Nineteen embryos were transferred to the host female dog, that gave birth to seven healthy puppies, two from a beagle mother and a cocker spaniel father, and five from two pairings of beagle fathers and mothers.
"Since the mid-1970s, people have been trying to do this in a dog and have been unsuccessful," said Alex Travis from Cornell's college of veterinary medicine.
For successful in vitro fertilisation, researchers must fertilise a mature egg with a sperm in a lab, to produce an embryo. They must then return the embryo into a host female at the right time in her reproductive cycle.
The breakthrough opens the door for conserving endangered canid species, using gene-editing technologies to eradicate heritable diseases in dogs and for study of genetic diseases.

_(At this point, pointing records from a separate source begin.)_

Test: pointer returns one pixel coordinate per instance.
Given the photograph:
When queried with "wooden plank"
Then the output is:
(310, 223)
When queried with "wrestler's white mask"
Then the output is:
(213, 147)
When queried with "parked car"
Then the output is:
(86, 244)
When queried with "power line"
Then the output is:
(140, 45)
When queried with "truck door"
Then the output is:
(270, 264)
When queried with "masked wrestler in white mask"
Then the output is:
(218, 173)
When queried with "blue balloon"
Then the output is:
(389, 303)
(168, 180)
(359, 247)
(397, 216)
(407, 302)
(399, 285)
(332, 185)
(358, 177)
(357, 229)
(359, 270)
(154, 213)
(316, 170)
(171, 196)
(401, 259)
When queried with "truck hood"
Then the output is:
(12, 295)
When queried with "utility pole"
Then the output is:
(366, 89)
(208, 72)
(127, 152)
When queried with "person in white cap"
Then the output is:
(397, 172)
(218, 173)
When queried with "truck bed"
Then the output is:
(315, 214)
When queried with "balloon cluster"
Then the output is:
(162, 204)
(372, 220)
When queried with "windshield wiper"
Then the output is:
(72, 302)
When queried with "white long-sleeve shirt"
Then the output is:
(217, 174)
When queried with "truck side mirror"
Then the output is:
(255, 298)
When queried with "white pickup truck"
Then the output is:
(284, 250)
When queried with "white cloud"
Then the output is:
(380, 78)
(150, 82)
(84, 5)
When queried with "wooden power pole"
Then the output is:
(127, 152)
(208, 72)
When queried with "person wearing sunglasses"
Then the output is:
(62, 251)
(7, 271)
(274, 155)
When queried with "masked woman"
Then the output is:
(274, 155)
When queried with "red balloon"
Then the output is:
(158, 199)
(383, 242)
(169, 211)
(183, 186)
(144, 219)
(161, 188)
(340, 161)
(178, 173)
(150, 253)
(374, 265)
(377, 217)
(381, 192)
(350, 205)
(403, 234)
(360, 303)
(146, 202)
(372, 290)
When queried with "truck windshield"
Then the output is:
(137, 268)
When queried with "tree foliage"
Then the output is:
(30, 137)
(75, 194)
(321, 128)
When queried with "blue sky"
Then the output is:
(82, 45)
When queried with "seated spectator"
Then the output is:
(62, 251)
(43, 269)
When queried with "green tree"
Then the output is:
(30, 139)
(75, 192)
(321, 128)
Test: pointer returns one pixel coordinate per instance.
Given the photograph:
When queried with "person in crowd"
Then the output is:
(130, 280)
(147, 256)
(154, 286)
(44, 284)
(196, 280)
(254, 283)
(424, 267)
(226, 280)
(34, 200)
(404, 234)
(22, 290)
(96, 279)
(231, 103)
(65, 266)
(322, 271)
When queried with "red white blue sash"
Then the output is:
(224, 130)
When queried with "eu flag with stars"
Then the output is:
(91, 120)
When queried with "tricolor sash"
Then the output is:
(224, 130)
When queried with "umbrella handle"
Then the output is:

Canines share more than 350 similar heritable disorders and traits with humans, almost twice the number as any other species.
"We can freeze and bank sperm, and use it for artificial insemination. We can also freeze oocytes, but in the absence of in vitro fertilisation, we couldn't use them. Now we can use this technique to conserve the genetics of endangered species," said Travis.
IVF allows conservationists to store semen and eggs and bring their genes back into the gene pool in captive populations.A
In addition to endangered species, this can also be used to preserve rare breeds of show and working dogs.
The study appeared online in the journal Public Library of Science ONE.